Stano: Nie mogliśmy spokojnie prowadzić gry
- Przed meczem w szatni nie było takiej możliwości byśmy przegrali ten mecz 0:3. Wiedzieliśmy, że "Jaga" będzie dążyła do odrobienia straty. Chcieliśmy grać spokojnie z tyłu i kontrować rywali, ale nie udało się nam to - przyznał po spotkaniu Pavol Stano.
- Wiedzieliśmy dokładnie, co nas czeka, że Jaga będzie chciała odrobić tę stratę. Chcieliśmy grać spokojnie z tyłu i kontrować rywali, ale nie udało się nam to. Kamil miał dużo piłek rzucanych za naszą linię obrony i nie mogliśmy spokojnie prowadzić gry.
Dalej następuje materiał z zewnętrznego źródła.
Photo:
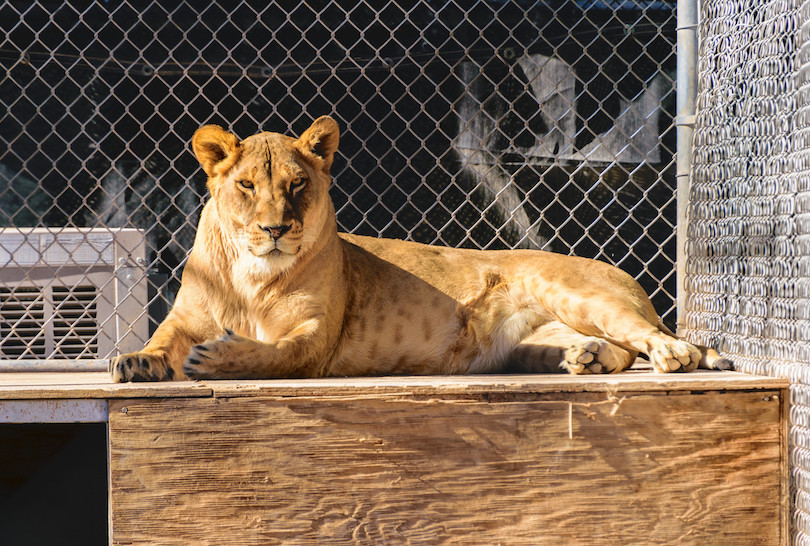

Ta bramka w 16. minucie dużo pomogła Jagiellonii, wtedy nic jeszcze się złego nie stało, mieliśmy bowiem czas na swoje granie. Chcieliśmy strzelić bramkę i gdyby się to nam udało, to mecz ten potoczyłby się dla nas trochę inaczej. Później straciliśmy bramkę poprzez złe ustawienie i wyrzucie piłki z autu. Trzecia padła z kontry Jagiellonii, a do tego wszystkiego nie powinniśmy byli dopuścić. Przed meczem w szatni nie było takiej możliwości byśmy przegrali ten mecz 0:3 - powiedział po spotkaniu stoper Korony.